What's the difference between AVCHD and MTS/M2TS?

AVCHD is the format specification — codec, audio, container, file layout, folder structure. .mts is the file extension used on camcorder SD cards; .m2ts is the same content after import to Windows/macOS (and the extension Blu-ray Disc uses for AVC streams). Same bytes, different name. If you only need the stream and not the camcorder folder structure, MPEG to MTS and MPEG to M2TS give you the raw transport stream.

My source is MPEG-2 DVD-Video. Should I use this or MPEG-2 directly?

If you want Blu-ray-style HD efficiency or camcorder-software compatibility, AVCHD is the right target. If you only need an MPEG-2 re-mux (different aspect ratio, different audio track, different bitrate at the same SD resolution), MPEG to MPEG2 keeps the codec and just re-encodes the parameters you change — faster and avoids generation loss between long-GOP codecs.

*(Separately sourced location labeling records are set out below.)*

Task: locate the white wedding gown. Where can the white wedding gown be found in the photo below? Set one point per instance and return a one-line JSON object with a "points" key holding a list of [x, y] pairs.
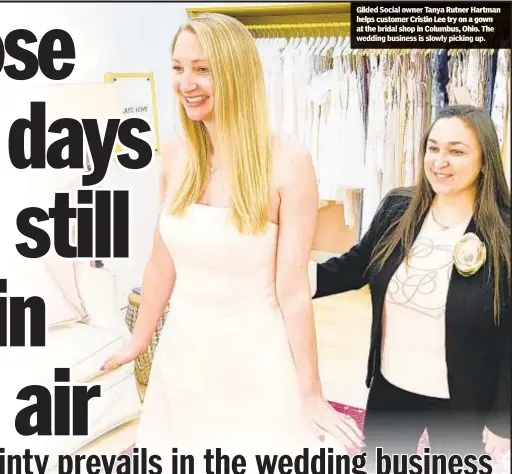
{"points": [[223, 375]]}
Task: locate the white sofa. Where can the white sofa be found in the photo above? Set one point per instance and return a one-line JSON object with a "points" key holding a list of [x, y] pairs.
{"points": [[85, 326]]}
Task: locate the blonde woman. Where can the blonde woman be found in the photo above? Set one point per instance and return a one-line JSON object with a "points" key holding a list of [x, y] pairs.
{"points": [[236, 366]]}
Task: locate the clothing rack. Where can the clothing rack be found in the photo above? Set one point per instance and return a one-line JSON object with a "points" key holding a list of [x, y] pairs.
{"points": [[332, 27]]}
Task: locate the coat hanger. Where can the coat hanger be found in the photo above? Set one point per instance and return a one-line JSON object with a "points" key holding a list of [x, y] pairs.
{"points": [[331, 44]]}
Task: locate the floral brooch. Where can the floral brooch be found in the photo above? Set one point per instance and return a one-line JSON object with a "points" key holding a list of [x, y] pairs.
{"points": [[469, 254]]}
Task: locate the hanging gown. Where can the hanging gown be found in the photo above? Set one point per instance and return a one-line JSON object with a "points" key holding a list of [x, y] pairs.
{"points": [[223, 375]]}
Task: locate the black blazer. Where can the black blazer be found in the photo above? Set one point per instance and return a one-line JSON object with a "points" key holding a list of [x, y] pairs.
{"points": [[477, 350]]}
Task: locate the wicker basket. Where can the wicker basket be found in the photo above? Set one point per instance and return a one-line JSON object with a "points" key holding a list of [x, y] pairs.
{"points": [[144, 361]]}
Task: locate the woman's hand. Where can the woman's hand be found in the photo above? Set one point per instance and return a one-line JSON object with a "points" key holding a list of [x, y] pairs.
{"points": [[123, 356], [323, 418], [495, 445]]}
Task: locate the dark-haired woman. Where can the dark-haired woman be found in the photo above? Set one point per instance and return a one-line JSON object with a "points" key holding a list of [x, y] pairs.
{"points": [[437, 260]]}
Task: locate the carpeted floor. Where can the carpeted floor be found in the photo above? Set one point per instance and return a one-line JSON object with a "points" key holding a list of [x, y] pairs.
{"points": [[358, 415]]}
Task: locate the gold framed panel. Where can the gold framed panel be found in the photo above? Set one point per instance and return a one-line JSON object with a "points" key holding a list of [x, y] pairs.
{"points": [[112, 77]]}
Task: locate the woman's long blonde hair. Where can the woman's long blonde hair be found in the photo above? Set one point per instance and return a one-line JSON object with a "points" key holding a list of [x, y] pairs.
{"points": [[241, 123]]}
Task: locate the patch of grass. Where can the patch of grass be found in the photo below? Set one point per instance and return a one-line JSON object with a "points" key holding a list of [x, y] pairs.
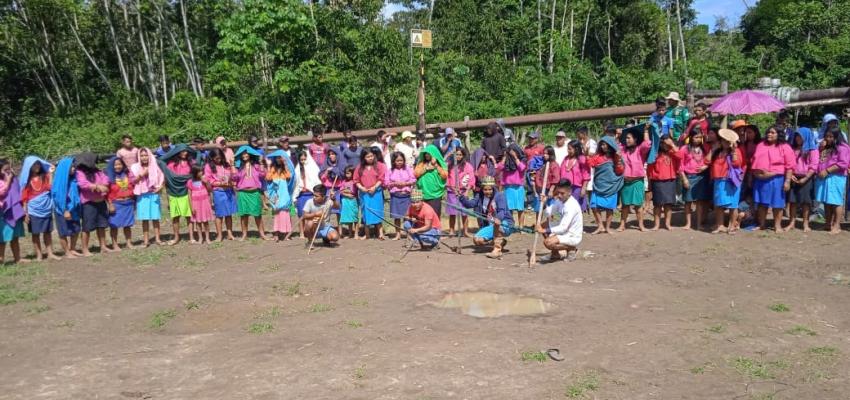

Does 1080p60 AVCHD work for me?

Only if your playback chain supports AVCHD 2.0, the 2011 amendment that added 1080p50/60 and a 28 Mbit/s ceiling. Most Blu-ray players from 2011 onward and all current NLEs handle it; older AVCHD-1.0 hardware (2006-2010 camcorders and decks) will not. If you're unsure, pick 1080i60 or 1080p30 at 24 Mbit/s — that's the original AVCHD spec and universally compatible.

Can I convert multiple MPEG files into a single AVCHD?

Not from this page — it converts each file independently. To combine first, use the merge-video flow before conversion, then drop the merged MPEG here. To go the other direction (split one MPEG into multiple AVCHD clips), run the conversion once at your target settings, then Trim MTS on the output for each cut.

Is the file processed on my computer or uploaded to a server?

Uploaded. Files are transferred over an encrypted connection, processed on xconvert's servers, and both source and output are deleted automatically after a few hours. No account, no watermark, no long-term retention.